Israel’s ill-conceived and evidently botched effort to destroy Hezbollah forces in Lebanon has ended in stalemate. A UN peacekeeping force of fifteen thousand, led by the French, will now be deployed in the hope of keeping Israel and its adversaries apart. Whether UN troops will be able to enforce the current ceasefire is the immediate question. The more important question is whether Israeli hawks and their counterparts in the Bush administration will continue, in the aftermath of the Lebanon fiasco and the catastrophe in Iraq, to insist that the myriad conflicts now engulfing the Middle East can be settled by military force alone.

An American observer cannot but be struck by the robust, often vitriolic, political debate in Israel concerning its military strategy and performance. Israeli Prime Minister Ehud Olmert’s government, besieged from both left and right, appears on the verge of collapse. Unlike the United States, Israel is engaged in an actual struggle for survival, and cannot afford the luxury of political or military incompetence. One wonders how long George W. Bush would stay in office were he faced with the responsibilities of an Israeli prime minister. Only the president’s most fawning acolytes can be oblivious to the wide margin for error Bush has enjoyed in his stewardship of this nation in the five years since 9/11. Perhaps the reemergence of more realistic and moderate leadership in Jerusalem would help awaken the American people to how the actions of this president have made the world a much more dangerous place.

There may be other lessons to learn from the impassioned Israeli debate over national security. No matter how justified, Olmert’s demand that Hezbollah be disarmed was clearly beyond the capacity of the Israeli Defense Forces. It is unlikely that the UN contingent or the Lebanese army will fare any better. At the same time, Hezbollah’s resilience is a reminder that Israel’s attempts to settle disputes with its neighbors unilaterally are doomed to fail. Walls may deter terrorists, but they cannot stop missiles. Israel will eventually have to negotiate with its enemies, beginning with the Palestinians. Hezbollah, after all, came into its own as a political power in resisting Israel’s twenty-year occupation of Southern Lebanon. Israel alone cannot root out or tame Hezbollah, nor is it clear how a destabilized Lebanon serves Israel’s security interests. As David Ignatius of the Washington Post has written, Israel came to terms with a similar political reality after the 1973 Yom Kippur War, and with American encouragement, subsequently negotiated a peace agreement with its bitter foe, Egypt. The result has been more than thirty years of relatively peaceful coexistence. What Israeli leaders had the courage and wisdom to do then, they can do again.

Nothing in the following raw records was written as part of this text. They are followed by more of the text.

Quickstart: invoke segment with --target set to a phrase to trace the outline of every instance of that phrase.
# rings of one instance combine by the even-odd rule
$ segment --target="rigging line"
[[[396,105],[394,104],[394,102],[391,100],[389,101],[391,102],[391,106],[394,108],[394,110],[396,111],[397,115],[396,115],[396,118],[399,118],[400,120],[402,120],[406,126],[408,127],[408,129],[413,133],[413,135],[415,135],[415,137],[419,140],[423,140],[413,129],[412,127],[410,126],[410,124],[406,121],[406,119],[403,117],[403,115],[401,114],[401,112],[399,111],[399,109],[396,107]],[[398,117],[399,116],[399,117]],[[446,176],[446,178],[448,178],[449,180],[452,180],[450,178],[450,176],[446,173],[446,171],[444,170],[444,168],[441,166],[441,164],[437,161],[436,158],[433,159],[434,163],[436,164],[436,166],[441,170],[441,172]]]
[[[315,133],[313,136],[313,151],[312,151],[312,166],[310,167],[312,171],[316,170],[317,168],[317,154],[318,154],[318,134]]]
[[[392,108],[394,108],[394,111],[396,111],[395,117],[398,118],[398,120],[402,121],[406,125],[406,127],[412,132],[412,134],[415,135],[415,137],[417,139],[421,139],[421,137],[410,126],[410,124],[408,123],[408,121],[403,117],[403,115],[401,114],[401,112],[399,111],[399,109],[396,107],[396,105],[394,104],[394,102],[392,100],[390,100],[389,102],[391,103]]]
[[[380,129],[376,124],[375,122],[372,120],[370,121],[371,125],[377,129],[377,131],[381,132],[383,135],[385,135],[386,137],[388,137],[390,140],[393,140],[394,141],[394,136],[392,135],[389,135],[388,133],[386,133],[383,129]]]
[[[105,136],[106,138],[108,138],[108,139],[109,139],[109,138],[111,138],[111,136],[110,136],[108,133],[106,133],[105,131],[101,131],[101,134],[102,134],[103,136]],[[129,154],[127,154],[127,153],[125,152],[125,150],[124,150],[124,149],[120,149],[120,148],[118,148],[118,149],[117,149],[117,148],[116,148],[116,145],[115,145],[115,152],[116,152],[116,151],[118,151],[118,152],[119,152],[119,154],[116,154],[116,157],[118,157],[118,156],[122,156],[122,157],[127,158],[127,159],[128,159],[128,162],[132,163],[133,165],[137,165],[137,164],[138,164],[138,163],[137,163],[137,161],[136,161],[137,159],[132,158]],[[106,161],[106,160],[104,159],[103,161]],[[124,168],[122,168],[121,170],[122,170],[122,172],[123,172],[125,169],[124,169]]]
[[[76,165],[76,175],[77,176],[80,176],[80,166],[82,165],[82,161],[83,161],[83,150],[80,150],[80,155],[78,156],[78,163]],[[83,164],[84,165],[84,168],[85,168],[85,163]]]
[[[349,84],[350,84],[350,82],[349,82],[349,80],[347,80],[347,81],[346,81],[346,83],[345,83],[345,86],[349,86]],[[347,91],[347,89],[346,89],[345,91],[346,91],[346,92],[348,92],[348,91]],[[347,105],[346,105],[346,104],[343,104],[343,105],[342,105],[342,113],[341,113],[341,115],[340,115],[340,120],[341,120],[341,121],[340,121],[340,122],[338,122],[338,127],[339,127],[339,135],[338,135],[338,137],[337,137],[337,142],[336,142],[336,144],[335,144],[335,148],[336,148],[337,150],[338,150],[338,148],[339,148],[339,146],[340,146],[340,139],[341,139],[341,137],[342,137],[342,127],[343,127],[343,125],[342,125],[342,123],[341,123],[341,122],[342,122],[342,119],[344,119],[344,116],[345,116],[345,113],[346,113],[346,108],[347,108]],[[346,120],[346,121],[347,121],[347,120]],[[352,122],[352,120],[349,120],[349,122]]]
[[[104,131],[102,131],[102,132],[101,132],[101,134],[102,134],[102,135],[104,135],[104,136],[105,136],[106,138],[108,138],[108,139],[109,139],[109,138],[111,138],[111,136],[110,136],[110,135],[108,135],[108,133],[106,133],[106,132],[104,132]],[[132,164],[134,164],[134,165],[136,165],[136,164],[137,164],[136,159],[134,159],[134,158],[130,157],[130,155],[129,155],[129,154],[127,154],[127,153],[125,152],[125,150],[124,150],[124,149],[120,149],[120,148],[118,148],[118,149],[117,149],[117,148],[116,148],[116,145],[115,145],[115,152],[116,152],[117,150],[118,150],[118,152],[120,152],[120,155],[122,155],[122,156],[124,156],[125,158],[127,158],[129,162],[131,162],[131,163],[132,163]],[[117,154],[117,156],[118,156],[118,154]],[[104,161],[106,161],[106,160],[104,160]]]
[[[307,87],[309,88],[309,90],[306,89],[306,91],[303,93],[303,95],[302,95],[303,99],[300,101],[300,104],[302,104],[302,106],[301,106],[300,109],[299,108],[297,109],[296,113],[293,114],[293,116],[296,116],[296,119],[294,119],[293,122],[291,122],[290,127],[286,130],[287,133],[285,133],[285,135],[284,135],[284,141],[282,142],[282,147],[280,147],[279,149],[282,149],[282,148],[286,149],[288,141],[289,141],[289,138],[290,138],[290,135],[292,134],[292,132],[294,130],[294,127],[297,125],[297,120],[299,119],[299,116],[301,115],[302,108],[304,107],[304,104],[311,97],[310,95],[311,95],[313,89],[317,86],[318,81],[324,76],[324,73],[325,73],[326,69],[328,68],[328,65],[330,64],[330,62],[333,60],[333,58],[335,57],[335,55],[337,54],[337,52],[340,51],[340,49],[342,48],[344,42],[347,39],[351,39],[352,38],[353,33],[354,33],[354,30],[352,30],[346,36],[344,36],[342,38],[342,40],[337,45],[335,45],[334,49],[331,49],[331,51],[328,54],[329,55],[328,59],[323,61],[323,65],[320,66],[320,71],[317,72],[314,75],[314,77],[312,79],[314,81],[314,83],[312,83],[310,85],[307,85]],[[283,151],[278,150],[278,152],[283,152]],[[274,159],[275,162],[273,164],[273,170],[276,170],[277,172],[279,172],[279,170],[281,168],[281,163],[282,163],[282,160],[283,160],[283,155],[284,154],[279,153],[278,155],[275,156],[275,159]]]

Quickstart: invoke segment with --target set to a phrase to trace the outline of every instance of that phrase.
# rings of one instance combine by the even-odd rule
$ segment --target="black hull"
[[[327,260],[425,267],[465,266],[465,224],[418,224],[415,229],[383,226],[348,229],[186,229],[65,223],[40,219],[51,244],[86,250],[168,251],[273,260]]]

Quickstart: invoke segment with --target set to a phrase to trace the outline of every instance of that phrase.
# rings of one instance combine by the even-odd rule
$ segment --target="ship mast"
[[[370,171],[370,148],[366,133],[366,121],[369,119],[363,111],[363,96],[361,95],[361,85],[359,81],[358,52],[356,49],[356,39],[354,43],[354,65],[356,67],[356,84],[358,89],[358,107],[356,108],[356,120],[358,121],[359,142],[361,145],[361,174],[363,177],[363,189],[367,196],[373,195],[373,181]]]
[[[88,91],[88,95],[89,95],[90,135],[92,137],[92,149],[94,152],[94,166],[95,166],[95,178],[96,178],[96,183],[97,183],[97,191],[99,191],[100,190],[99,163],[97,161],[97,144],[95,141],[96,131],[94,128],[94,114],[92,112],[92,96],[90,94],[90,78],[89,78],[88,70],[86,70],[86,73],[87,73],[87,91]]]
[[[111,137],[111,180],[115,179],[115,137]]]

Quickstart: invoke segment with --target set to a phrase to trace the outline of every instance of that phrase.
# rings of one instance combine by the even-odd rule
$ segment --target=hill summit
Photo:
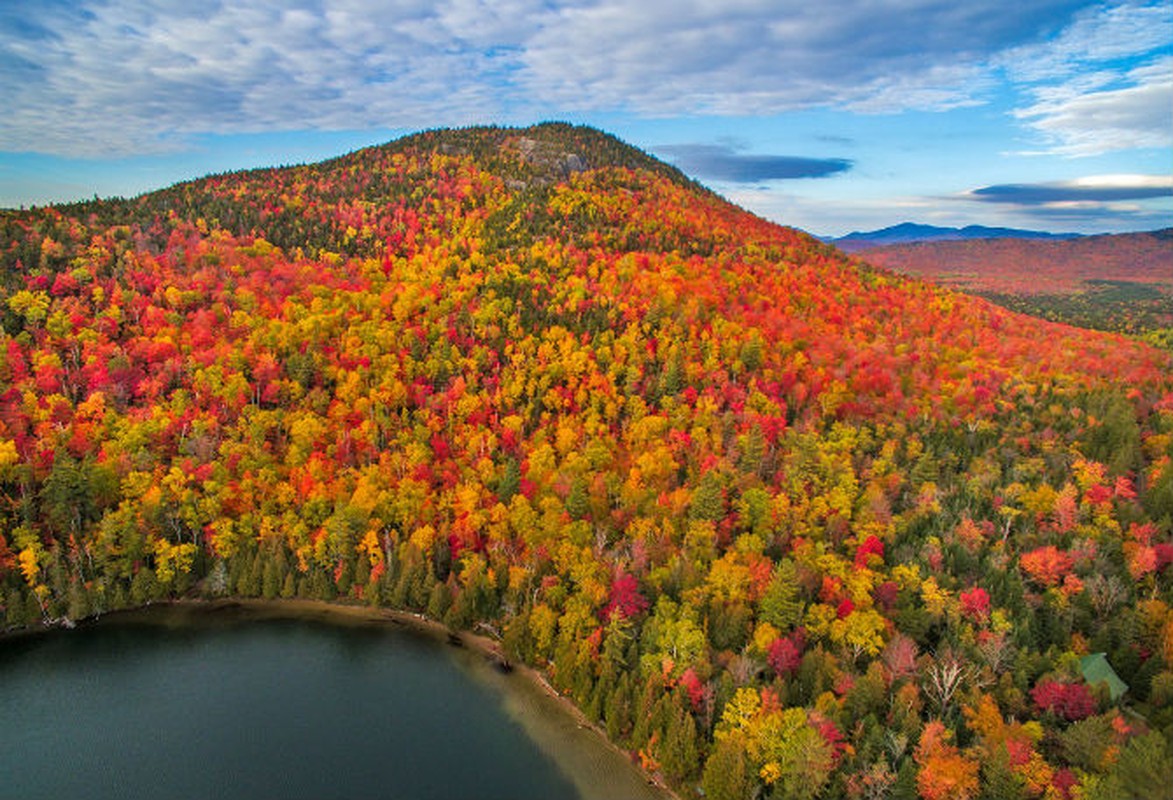
[[[0,266],[10,628],[412,609],[715,800],[1173,764],[1158,350],[561,124],[4,212]]]

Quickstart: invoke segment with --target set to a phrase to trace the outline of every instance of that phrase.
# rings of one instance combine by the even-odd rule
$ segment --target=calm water
[[[239,612],[0,642],[0,795],[553,800],[579,792],[470,654]]]

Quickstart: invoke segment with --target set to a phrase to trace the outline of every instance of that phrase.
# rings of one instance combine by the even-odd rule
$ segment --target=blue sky
[[[822,235],[1173,225],[1173,0],[7,0],[0,207],[586,123]]]

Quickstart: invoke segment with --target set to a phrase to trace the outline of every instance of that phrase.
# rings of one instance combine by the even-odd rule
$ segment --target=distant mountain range
[[[848,253],[882,247],[890,244],[912,242],[955,242],[968,239],[1077,239],[1078,233],[1046,233],[1018,228],[990,228],[985,225],[967,225],[964,228],[943,228],[937,225],[919,225],[902,222],[876,231],[854,231],[838,238],[829,237],[824,241]]]

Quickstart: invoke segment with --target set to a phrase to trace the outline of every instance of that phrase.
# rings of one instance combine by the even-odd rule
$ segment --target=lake
[[[385,621],[229,605],[0,642],[0,786],[32,798],[663,800],[553,698]]]

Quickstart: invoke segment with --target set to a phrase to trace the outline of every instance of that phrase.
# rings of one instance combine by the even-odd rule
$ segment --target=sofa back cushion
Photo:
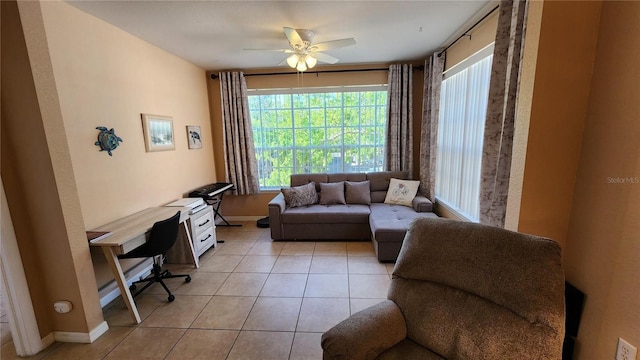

If Israel returns to serious diplomacy as part of its own “war on terror,” might President Bush follow suit? Rumblings about the inevitability-even the desirability-of war with Iran are now being floated by Bush’s neoconservative supporters. This is the counsel of hubris and Manichean despair. It is hoped that Bush has learned something in Iraq about the limits of American power, and that he is no longer susceptible to the siren call of the neocons’ apocalyptic vision of a “global war against Islamofascism.” As the recent success of the British in foiling the plot to blow up commercial airliners reminds us, the battle against radical Islamists is foremost a matter of police and intelligence work.

Whether or not “staying the course” means future military misadventures, it is clear that domestically the political strategy of Bush and the Republican Party will continue to demonize critics at home as giving encouragement to “Al Qaeda types.” This demagoguery has worked in the past, and recent polls show the president’s approval ratings have rebounded to nearly 40 percent. Pressing the case for placing the U.S. occupation of Iraq at the forefront of the “war on terror” in his recent speeches and press conferences, Bush appears to have rallied his conservative base. Whether the support of conservative voters will be enough to forestall serious GOP losses in this fall’s congressional elections remains to be seen. What is clear is that whatever Bush decides to do abroad, he plans to keep this nation divided at home to further his own political interests. Five years after 9/11, the country still lacks the leadership it needs in a time of peril.